On 08/21/2016 02:34 AM, pali(_at_)cpan(_dot_)org wrote:
On Sunday 21 August 2016 03:10:40 Karl Williamson wrote:
Top posting.
Attached is my alternative patch. It effectively uses a different
algorithm to avoid decoding the input into code points, and to copy
all spans of valid input at once, instead of character at a time.
And it uses only currently available functions.
And that's the problem. As already wrote in previous email, calling
function from shared library cannot be heavy optimized as inlined
function and cause slow down.
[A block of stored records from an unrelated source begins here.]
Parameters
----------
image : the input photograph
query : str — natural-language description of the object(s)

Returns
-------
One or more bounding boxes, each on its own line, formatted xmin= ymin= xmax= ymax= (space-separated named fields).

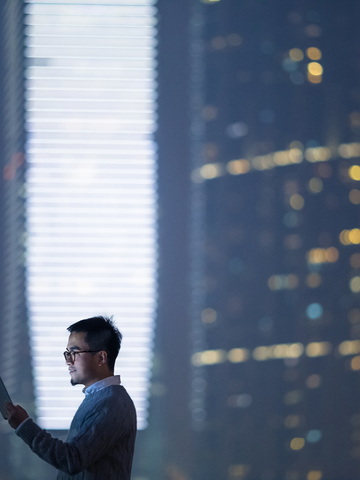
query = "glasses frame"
xmin=63 ymin=350 xmax=101 ymax=363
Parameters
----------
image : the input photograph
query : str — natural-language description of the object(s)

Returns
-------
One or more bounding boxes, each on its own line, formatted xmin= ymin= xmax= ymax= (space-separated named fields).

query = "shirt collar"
xmin=82 ymin=375 xmax=121 ymax=395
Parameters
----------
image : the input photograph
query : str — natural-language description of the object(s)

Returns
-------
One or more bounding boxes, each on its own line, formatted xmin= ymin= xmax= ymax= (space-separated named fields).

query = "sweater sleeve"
xmin=17 ymin=392 xmax=134 ymax=475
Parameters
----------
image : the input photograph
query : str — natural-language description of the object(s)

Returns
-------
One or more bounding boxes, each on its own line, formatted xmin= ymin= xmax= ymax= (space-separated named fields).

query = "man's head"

You are calling is_utf8_string_loc for
non-strict mode which is not inlined and so encode/decode of non-strict
mode will be slower...
And also in is_strict_utf8_string_loc you are calling isUTF8_CHAR which
is calling _is_utf8_char_slow and which is calling utf8n_to_uvchr which
cannot be inlined too...
Therefore I think this is not good approach...
Then you should run your benchmarks to find out the performance.
On valid input, is_utf8_string_loc() is called once per string. The
function call overhead and non-inlining should be not noticeable.
On valid input, is_utf8_char_slow() is never called. The used-parts can
be inlined.
On invalid input, performance should be a minor consideration.
The inner loop is much tighter in both functions; likely it can be held
in the cache. The algorithm avoids a bunch of work compared to the
previous one. I doubt that it will be slower than that. The only way
to know in any performance situation is to actually test. And know that
things will be different depending on the underlying hardware, so only
large differences are really significant.